A Salt Lake County employee running for the state Senate has been told he must either drop out of the race or find a new job - a move that could affect several other legislators who are also government employees.

Robert E. Gallegos, who monitors federal community development programs for the county Job Training Development Division, is seeking the Democratic nomination in District 2 against Senate Minority Leader Rex Black, D-Rose Park.Gallegos' job is funded largely from federal money. But the federal Hatch Act prohibits state and local government employees who work for such agencies from holding elected office, said Deputy County Attorney Gavin J. Anderson.

So Anderson has issued an opinion that Gallegos must drop out of the race or find a new job.

Gallegos said he asked a Utah Public Employees Association attorney to review Anderson's opinion. "I'll wait to see what he says before I decide what to do. But I want to know how school teachers can run for the Legislature if I can't. There are also two state employees in the House."

Anderson said Gallegos may actually have a point. He said teachers might be prohibited under the Hatch Act from running for office because schools receive federal funds. "But I have never been asked to issue an opinion on that." Sixteen legislators work for public schools or universities.

Also of note, the state Constitutional Revision Commission has been proposing legislation to better outline which state employees may serve in the Legislature - a topic that became hot when state employees Rep. Mont Evans, R-Riverton, and Rep. Janet Rose, D-Salt Lake, were elected in 1986. The commission's bill, however, went nowhere in the last session.
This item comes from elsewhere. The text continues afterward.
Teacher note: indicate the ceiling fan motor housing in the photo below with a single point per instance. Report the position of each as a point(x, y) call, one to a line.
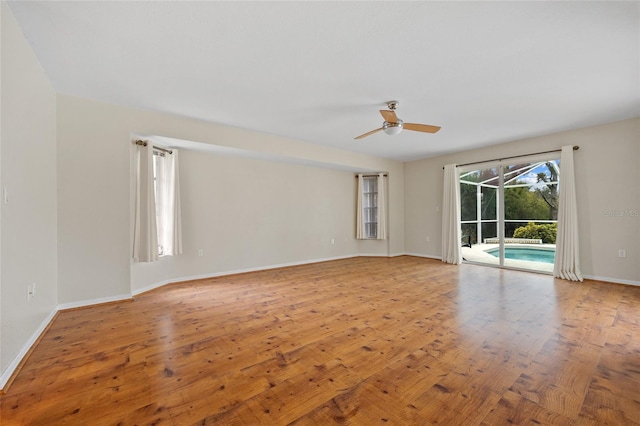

Anderson said Gallegos' county supervisor asked for his opinion. Gallegos said he felt his supervisor had received calls from state Democratic leaders raising questions, possibly to help his opponent - whom Gallegos calls a party "kingpin" because of his position as Senate minority leader.

State Democratic Chairman Randy Horiuchi flatly denied that. "That's absolutely false. I did meet with Bob and Sen. Black in a meeting prior to the county convention to see if we could resolve differences they had. But I do that routinely in high-profile legislative races."

At the county convention last week, Black faced in-party challenges from Gallegos and George H. Searle. Gallegos earned the right to face Black in a primary election by beating Searle by a mere three delegate votes, 15 to 12. Black received 49 delegate votes.

Gallegos said he is firmly committed to running for the Senate. He said a committee of Hispanics and others on the west side asked him to run because they felt their concerns were not being adequately represented.

"I may try to get a transfer to another county division that doesn't receive federal funding and wouldn't fall under the Hatch Act. I have to talk to my wife and the committee more," he said.

"I wish someone had told me about this before I had invested $100 in the campaign," he said. "I was ill-advised from the start by the county clerk's office. When I filed, I told them I worked for an agency that receives federal funds - but they said that was fine."